This matters because it determines whether AI output can integrate into real CAD workflows or whether it stays a separate dead-end format. Better B-Rep means the AI-generated bracket can become the starting point for a real parametric model in Fusion 360, rather than a reference shape you stare at and then rebuild from scratch.
The progress is real, and I give credit to the teams working on it. It's the kind of thankless infrastructure improvement that makes everything else more useful.
The real impact areas: not what you'd expect#
If you asked most people what the biggest AI impact on CAD in 2026 has been, they'd probably say text-to-CAD. They'd be wrong.

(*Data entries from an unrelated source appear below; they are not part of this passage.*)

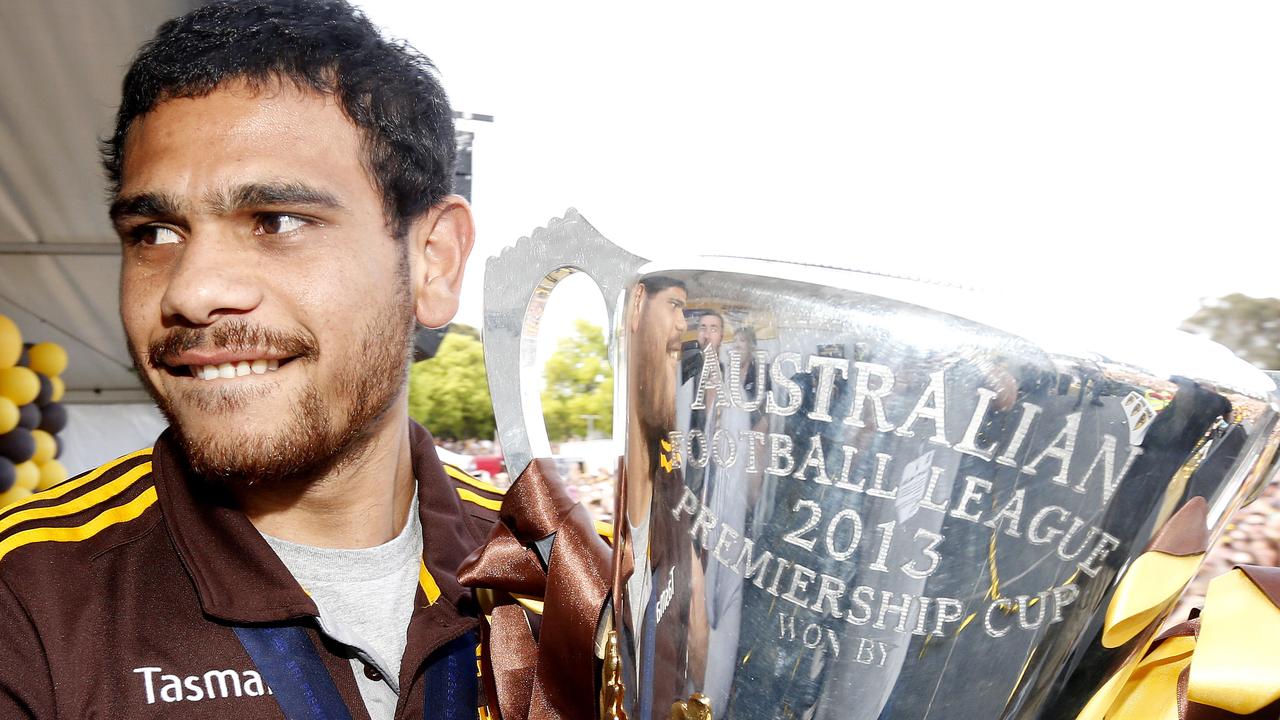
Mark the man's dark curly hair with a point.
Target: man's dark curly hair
(388, 90)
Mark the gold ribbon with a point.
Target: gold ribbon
(553, 677)
(1221, 665)
(1157, 577)
(1237, 664)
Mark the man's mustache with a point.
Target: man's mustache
(236, 336)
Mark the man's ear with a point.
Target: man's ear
(636, 300)
(439, 245)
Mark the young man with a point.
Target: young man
(280, 178)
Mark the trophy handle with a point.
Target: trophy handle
(516, 286)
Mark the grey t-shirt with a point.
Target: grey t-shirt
(365, 598)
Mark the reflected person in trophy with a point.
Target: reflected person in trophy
(659, 572)
(731, 495)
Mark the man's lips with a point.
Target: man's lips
(224, 364)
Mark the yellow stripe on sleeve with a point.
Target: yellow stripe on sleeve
(467, 496)
(428, 583)
(58, 491)
(105, 519)
(82, 502)
(479, 484)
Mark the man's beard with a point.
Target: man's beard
(321, 433)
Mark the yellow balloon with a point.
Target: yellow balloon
(50, 474)
(48, 359)
(14, 495)
(45, 447)
(10, 342)
(28, 475)
(19, 384)
(9, 414)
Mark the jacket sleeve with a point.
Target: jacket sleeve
(26, 682)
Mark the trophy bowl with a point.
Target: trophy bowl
(872, 497)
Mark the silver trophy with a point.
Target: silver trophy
(869, 497)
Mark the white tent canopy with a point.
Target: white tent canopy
(60, 71)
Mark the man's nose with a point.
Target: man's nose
(213, 277)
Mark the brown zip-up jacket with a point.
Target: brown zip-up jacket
(119, 591)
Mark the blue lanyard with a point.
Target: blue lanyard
(291, 666)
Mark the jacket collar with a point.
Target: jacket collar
(238, 577)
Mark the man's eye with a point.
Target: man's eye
(277, 223)
(155, 235)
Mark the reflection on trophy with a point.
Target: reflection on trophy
(876, 497)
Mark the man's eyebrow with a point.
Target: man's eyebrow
(145, 205)
(259, 194)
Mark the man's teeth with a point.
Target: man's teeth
(234, 369)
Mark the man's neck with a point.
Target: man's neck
(639, 475)
(359, 504)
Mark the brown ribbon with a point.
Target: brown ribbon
(553, 677)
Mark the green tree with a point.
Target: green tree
(449, 393)
(579, 384)
(1248, 326)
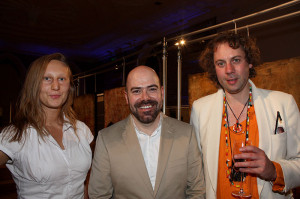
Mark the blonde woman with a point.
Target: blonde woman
(46, 149)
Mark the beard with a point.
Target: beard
(146, 117)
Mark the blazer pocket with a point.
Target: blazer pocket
(279, 145)
(177, 162)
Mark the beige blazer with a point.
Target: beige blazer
(284, 148)
(119, 170)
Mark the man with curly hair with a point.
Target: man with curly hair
(266, 121)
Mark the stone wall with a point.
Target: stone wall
(281, 75)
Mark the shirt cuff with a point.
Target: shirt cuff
(278, 184)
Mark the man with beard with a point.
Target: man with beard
(147, 155)
(266, 121)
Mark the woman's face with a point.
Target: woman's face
(55, 85)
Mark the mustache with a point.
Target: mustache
(142, 103)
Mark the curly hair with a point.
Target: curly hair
(235, 41)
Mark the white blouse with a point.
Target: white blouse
(42, 169)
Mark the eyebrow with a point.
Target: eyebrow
(152, 85)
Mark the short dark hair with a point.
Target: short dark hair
(235, 40)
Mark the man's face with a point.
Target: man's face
(232, 68)
(144, 95)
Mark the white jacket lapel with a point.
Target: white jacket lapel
(213, 138)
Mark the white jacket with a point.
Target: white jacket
(284, 148)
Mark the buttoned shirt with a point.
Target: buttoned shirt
(42, 169)
(150, 149)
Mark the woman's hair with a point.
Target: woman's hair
(235, 40)
(29, 111)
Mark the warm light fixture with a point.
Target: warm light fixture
(181, 42)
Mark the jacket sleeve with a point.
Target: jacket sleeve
(291, 165)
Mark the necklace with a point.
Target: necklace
(229, 170)
(237, 127)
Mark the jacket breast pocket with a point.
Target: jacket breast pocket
(177, 163)
(279, 145)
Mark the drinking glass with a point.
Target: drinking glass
(237, 144)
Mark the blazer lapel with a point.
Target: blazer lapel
(213, 138)
(263, 127)
(135, 152)
(166, 142)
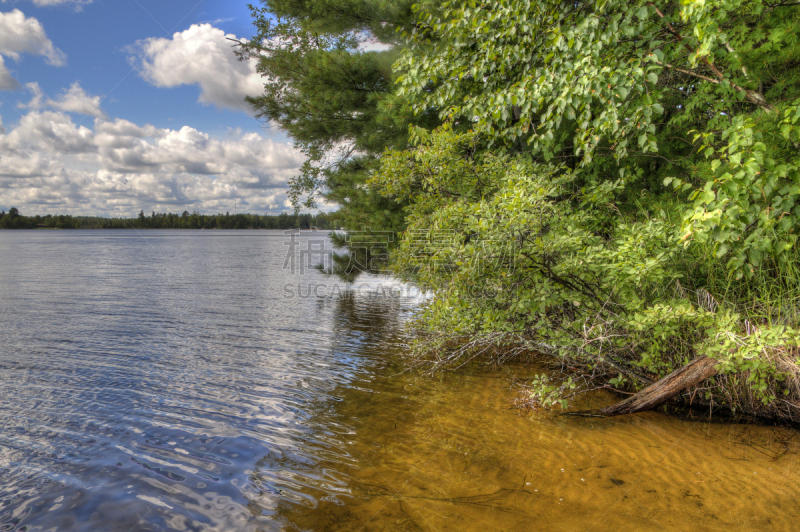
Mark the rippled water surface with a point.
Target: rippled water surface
(171, 380)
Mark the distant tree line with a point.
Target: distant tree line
(13, 219)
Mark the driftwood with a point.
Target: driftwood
(660, 391)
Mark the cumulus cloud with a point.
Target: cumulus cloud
(201, 56)
(48, 163)
(25, 35)
(74, 100)
(7, 81)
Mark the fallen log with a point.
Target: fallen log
(660, 391)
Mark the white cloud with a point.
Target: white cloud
(74, 100)
(48, 163)
(201, 56)
(7, 81)
(20, 35)
(77, 3)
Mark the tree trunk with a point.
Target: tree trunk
(660, 391)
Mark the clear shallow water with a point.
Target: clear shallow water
(181, 381)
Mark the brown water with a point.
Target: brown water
(454, 455)
(179, 381)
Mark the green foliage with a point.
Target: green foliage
(195, 220)
(615, 183)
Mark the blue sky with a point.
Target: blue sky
(108, 107)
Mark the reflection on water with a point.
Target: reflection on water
(164, 381)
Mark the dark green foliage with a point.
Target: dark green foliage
(335, 101)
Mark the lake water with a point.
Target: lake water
(182, 380)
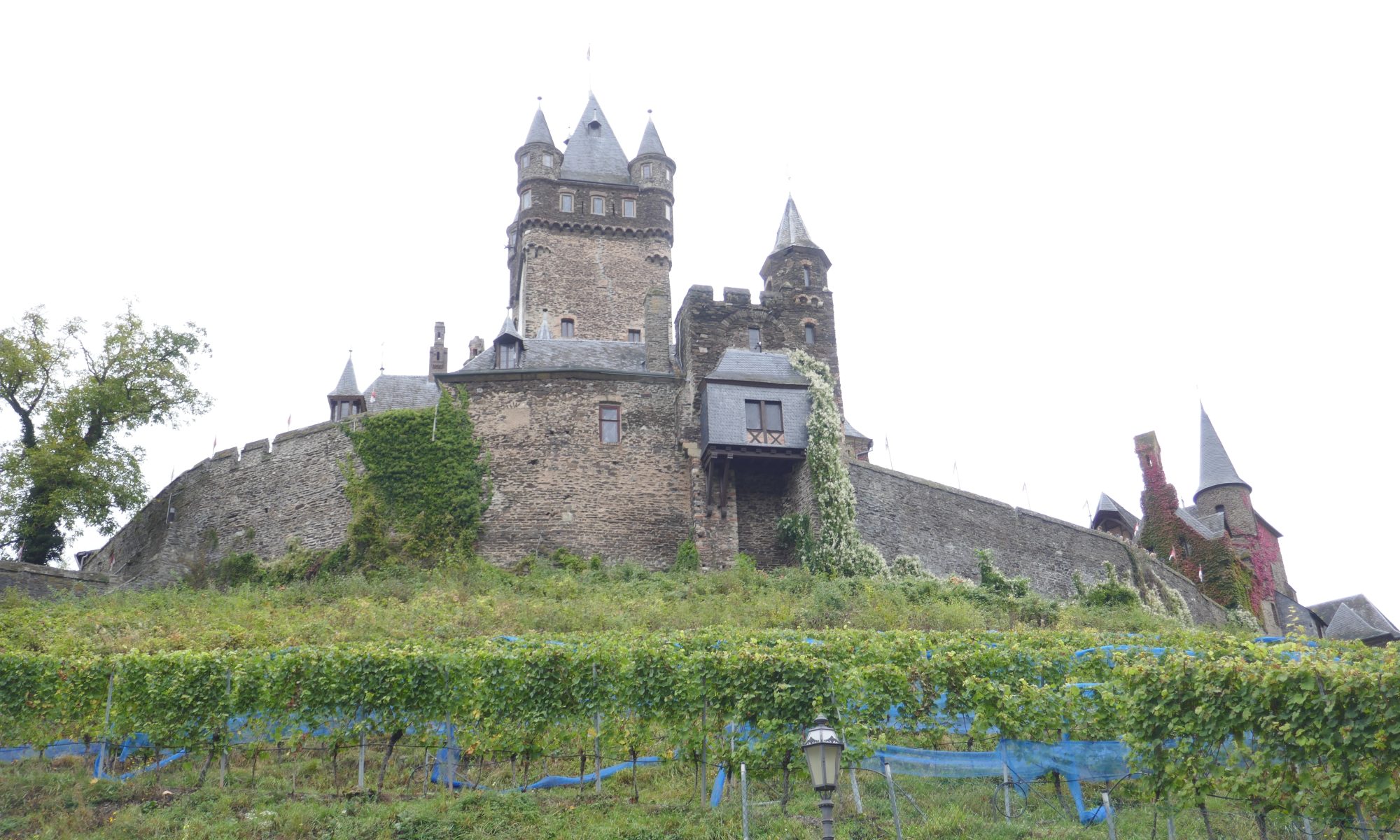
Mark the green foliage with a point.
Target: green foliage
(1112, 592)
(69, 464)
(688, 556)
(425, 484)
(838, 548)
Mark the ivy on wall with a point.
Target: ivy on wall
(836, 548)
(425, 482)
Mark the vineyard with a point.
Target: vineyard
(1284, 732)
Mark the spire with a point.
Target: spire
(792, 232)
(540, 131)
(593, 152)
(1216, 467)
(652, 141)
(346, 387)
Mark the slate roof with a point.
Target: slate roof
(792, 230)
(1110, 506)
(346, 387)
(1359, 606)
(540, 130)
(570, 354)
(1216, 465)
(755, 366)
(401, 393)
(596, 159)
(650, 141)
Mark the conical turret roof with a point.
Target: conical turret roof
(793, 232)
(593, 153)
(1216, 465)
(346, 387)
(540, 130)
(652, 141)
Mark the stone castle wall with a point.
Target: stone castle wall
(556, 485)
(253, 500)
(944, 527)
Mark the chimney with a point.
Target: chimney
(438, 355)
(657, 330)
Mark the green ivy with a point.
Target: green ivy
(425, 482)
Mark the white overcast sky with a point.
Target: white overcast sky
(1054, 226)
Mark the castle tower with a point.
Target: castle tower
(345, 398)
(438, 354)
(1223, 491)
(797, 296)
(593, 234)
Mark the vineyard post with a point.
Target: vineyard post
(744, 799)
(223, 760)
(894, 802)
(1108, 816)
(107, 724)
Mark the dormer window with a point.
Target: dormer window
(507, 354)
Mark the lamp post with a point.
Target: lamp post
(822, 748)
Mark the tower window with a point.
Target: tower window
(764, 421)
(610, 425)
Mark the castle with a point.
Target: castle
(620, 430)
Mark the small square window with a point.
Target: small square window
(610, 425)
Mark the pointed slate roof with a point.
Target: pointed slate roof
(346, 386)
(793, 232)
(1216, 467)
(594, 156)
(540, 130)
(652, 141)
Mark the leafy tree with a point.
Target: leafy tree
(76, 404)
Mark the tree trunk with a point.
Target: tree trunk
(384, 766)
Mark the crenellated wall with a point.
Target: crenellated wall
(255, 499)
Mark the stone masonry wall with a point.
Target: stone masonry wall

The biggest impact has been AI-assisted search and documentation. Finding parts in large libraries. Generating initial drawing views from 3D models. Auto-populating BOM data. Suggesting similar designs. Extracting manufacturing parameters from existing models. These are boring tasks that consume enormous amounts of time in enterprise environments, and AI is genuinely good at them.
The second biggest impact has been AI-powered code and script generation for CAD automation. Using AI to write Fusion 360 Python scripts, OpenSCAD programs, SolidWorks macros, and CNC post-processors. This isn't text-to-CAD in the way most people think of it, but it's arguably more useful because it produces parametric, repeatable output that integrates with existing workflows. I covered some of this in the how AI is changing CAD context, and it's where I see the most practical value per hour spent.
The third biggest impact is AI assistants that reduce the time spent learning and navigating complex CAD interfaces. CAD software has thousands of commands. An AI that helps you find the right one, explains a workflow, or suggests an approach is a genuine productivity tool, even if it never generates a single face of geometry.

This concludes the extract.